Last weekend, Tom Brady joined the most elite of NFL quarterback groups, the QBs who won four Super Bowls in their careers. Brady was the third to achieve that feat.
The other two are Terry Bradshaw and Joe Montana.
There were plenty of times in the last decade when Brady must have wondered if he would ever win his fourth Super Bowl ring. In fact, he did get a couple of opportunities in the last 10 years, but the Patriots lost both to the New York Giants.
Brady has now played in six Super Bowls, more than any other quarterback. But the gap between his most recent victory and his triumph last Sunday was almost exactly 10 years.
Ten years ago today, the Patriots took on the Philadelphia Eagles in Super Bowl XXXIX in Alltel Stadium in Jacksonville, Florida. It was New England's third appearance in four years.
The Eagles were playing in a Super Bowl for the first time in a quarter of a century. The Patriots were back after being absent from the big game the year before.
Brady had a good game, completing 23 of 33 passes for 236 yards and two touchdowns, but he wasn't named the MVP. That went to receiver Deion Branch, who caught 11 of those passes for 133 yards.
It may have been the most consistently close Super Bowl ever played. Neither team scored in the first quarter, and both teams managed to score a touchdown in the second and third quarters. Heading into the fourth quarter, it was 14–14.
The fourth quarter began with the Patriots marching downfield. The drive began at their own 34 with 3:35 left in the third quarter and concluded at the 13:49 mark of the fourth quarter with Corey Dillon scoring a touchdown from two yards out. Dillon was in his first season with the Patriots after seven fruitless years in Cincinnati, and he led all rushers in this, his only Super Bowl appearance, on this day 10 years ago.

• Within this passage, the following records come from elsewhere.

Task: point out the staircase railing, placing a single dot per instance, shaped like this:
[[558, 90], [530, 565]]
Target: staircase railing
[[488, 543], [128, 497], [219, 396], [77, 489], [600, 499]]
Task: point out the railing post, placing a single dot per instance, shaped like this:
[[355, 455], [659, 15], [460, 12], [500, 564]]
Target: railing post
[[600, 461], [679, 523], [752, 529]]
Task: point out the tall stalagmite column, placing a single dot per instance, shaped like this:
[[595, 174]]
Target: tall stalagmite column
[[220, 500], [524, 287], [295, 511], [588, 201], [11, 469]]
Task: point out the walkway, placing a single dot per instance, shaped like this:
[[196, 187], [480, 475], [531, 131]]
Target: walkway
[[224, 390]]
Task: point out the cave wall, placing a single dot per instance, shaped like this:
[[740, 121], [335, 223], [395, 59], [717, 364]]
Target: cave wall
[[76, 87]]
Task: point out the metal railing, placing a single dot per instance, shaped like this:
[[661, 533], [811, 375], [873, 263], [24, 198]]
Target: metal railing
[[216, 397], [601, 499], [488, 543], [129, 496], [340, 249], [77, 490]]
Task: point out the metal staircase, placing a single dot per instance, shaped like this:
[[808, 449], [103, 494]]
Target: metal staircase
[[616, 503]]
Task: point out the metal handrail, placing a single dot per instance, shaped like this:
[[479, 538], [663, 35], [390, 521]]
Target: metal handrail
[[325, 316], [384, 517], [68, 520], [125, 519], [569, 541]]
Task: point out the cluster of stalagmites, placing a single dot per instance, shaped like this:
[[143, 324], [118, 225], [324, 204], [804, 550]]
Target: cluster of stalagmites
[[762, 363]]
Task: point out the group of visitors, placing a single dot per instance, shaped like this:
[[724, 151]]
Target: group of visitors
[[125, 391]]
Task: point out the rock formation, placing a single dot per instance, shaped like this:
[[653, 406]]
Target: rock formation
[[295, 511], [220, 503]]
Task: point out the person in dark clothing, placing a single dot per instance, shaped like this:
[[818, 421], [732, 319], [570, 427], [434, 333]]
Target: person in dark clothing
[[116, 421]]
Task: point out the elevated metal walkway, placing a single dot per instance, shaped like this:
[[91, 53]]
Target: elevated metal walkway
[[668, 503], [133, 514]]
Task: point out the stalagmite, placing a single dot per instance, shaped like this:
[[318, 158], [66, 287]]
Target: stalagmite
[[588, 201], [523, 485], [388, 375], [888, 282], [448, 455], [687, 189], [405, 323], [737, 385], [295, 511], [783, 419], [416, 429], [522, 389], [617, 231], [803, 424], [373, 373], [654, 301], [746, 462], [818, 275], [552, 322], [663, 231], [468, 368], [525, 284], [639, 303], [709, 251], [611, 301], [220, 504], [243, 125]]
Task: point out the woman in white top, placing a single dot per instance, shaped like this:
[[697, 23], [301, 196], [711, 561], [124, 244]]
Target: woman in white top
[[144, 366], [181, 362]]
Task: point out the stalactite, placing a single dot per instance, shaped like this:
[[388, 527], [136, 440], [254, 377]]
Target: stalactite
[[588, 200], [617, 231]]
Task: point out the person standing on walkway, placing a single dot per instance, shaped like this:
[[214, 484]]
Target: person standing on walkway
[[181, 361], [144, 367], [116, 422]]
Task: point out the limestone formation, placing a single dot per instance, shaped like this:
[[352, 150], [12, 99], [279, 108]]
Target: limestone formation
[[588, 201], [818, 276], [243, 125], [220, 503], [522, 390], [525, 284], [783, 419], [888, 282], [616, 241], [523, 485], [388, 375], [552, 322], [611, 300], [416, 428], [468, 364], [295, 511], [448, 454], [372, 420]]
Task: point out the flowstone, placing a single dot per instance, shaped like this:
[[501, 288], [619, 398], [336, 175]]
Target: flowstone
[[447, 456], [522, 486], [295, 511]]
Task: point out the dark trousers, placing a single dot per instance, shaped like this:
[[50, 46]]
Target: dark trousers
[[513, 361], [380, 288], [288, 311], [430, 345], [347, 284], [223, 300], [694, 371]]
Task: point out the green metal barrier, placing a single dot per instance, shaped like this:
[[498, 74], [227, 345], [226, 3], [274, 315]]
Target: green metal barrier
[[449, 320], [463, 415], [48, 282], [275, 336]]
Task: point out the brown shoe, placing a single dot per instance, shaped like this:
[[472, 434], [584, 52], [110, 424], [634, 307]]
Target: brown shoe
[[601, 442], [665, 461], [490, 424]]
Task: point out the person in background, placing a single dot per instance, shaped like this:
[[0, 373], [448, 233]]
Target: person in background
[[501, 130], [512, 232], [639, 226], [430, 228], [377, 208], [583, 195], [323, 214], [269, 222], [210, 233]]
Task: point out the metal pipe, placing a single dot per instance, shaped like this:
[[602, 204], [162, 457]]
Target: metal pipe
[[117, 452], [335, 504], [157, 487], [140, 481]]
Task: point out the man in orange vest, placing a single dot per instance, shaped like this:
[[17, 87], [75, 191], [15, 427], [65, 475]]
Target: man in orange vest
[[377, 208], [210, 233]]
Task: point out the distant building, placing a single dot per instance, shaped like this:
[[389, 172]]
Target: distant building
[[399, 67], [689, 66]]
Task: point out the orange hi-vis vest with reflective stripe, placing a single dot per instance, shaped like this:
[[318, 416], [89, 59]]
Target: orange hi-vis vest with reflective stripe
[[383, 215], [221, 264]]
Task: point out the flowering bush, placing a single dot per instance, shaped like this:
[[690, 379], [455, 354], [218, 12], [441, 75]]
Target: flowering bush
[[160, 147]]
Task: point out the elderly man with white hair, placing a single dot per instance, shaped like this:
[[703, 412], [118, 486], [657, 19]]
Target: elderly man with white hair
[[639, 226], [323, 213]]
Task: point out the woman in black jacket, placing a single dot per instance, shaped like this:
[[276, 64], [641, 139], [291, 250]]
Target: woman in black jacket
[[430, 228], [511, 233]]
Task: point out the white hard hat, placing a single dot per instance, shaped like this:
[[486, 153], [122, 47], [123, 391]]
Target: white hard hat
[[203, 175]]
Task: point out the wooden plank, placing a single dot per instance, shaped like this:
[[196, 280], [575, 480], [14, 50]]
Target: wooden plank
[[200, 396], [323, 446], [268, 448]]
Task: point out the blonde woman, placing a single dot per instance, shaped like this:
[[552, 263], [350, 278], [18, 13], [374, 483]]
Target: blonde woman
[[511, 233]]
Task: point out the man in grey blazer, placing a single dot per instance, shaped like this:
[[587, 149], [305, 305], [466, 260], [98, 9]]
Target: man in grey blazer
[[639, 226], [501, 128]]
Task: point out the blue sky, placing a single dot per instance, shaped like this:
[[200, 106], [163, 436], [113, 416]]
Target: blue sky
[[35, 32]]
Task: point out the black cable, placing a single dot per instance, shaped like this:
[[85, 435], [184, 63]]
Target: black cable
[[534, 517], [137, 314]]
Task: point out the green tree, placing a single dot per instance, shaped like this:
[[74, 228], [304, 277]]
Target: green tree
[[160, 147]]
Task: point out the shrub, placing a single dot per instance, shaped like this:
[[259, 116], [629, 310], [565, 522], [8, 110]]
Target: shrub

New England padded the lead a few minutes later with Adam Vinatieri's 22–yard field goal. Nearly midway through the final period, one of the teams finally had a two–score lead, but it wouldn't last. Eagles quarterback Donovan McNabb led Philadelphia downfield for a touchdown with just under two minutes to play, and the Eagles were within a field goal of tying the game and sending it to overtime.
But New England recovered the onside kick and went on to claim its third Super Bowl title.
Dillon was on the winning side, and that is almost always where you'll find the Super Bowl MVPs. (Chuck Howley of the Dallas Cowboys took home the MVP in spite of losing Super Bowl V to the Baltimore Colts, but he is the only exception to the rule.)
That being the case, it is only natural to wonder who would have been the MVP if the Eagles had won.
McNabb is as likely a candidate as any. He completed almost as many passes as Brady did (30 of 51) for 357 yards and three touchdowns. But he also threw three interceptions, two of which came on New England's side of the field.
Try as he might, McNabb just couldn't lift the Eagles past the Patriots. They lost by three points — just as the Rams and Panthers did before them. By comparison, last Sunday's four–point win over the Seahawks was a breeze.
Actually, in the Tom Brady era, the Patriots have played in six Super Bowls, and each was decided by less than a touchdown. New England's two losses to the New York Giants were by four points or less.